How to intercept TCP packets on the fly?

S

Sersoftin2017-01-13 04:06:12

Programming

Sersoftin, 2017-01-13 04:06:12

Welcome all. The question consists in the following: there is a task on modification of network packets. It is necessary to intercept packets in the program that fly according to def. ip addresses via def. ports (the packets themselves are not sent by my program), intercept them, process and send further. The packet size may change after processing. This must be done under Windows. I looked in the direction of WinPcap, but:
1) it seems that it does not allow changing at all what has reached the level at which it works.
2) scares with its low level. I would not really like to edit its header (size, checksum, etc.) after modifying the data in the packet by hand in the same place.
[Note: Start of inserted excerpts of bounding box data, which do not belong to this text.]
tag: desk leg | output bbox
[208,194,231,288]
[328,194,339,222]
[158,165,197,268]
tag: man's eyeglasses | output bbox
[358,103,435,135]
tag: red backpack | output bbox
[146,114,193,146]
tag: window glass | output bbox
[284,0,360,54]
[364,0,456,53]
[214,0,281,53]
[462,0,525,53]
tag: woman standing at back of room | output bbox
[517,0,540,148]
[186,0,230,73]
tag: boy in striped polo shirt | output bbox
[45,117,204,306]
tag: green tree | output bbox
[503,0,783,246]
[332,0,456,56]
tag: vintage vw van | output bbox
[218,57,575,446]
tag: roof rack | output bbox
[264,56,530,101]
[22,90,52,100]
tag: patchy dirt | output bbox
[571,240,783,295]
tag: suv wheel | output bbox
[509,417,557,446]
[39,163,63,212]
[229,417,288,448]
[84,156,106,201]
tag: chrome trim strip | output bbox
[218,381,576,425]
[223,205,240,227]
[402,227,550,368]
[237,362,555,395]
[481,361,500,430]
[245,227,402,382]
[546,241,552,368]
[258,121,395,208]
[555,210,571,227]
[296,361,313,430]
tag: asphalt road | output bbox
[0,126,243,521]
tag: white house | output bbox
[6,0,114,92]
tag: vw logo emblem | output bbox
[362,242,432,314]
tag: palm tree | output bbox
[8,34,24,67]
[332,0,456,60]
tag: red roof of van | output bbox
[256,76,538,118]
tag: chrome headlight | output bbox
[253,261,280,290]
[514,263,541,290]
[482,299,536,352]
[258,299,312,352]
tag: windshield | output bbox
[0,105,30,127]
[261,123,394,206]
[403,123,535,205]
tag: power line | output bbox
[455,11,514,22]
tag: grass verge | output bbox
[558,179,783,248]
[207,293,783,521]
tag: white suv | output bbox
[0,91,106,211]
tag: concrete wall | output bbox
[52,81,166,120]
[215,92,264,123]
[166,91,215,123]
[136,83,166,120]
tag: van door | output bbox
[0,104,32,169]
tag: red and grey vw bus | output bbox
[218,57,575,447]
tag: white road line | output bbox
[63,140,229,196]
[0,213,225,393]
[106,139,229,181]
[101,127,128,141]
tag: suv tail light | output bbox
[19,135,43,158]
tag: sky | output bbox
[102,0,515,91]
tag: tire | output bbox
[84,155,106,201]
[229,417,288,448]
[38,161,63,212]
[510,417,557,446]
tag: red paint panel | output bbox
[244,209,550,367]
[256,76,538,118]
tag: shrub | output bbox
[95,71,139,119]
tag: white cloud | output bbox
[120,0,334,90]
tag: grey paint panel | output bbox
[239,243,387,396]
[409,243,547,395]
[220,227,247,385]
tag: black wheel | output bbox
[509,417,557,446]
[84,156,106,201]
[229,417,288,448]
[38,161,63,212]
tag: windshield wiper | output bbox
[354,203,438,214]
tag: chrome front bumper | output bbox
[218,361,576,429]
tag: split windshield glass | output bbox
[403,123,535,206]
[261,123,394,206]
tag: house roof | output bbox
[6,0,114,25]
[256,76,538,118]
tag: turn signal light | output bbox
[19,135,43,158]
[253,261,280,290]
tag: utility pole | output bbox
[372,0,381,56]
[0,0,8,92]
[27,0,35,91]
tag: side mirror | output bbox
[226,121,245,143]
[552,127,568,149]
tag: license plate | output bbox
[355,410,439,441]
It's also scary that you need to specify the interface that it should listen on. I want it to somehow determine where the Internet is and what you need to listen to.
send/recv hooks are not possible by def. reasons, as well as the use of a proxy. But I want something similar. The golden mean between hooks and pcap. Is there such a thing and what can you advise me to use in this situation?

Reply

Answer the question

In order to leave comments, you need to log in

3 answer(s)

I

Ilya Evseev, 2017-01-13
@Sersoftin

tcpreplay.synfin.net/wiki/tcprewrite
Also fragroute and netsed.

R

Rou1997, 2017-01-13
@Rou1997

For some reason, hooks on WinAPI functions are not possible, but installation of the WinNT kernel driver is possible?
Another option is to reverse engineer and then "patching" the application that sends the packets.

T

Tujh, 2017-01-13
@Tujh

The best solution is to install a proxy machine after all. Everything else will take too long.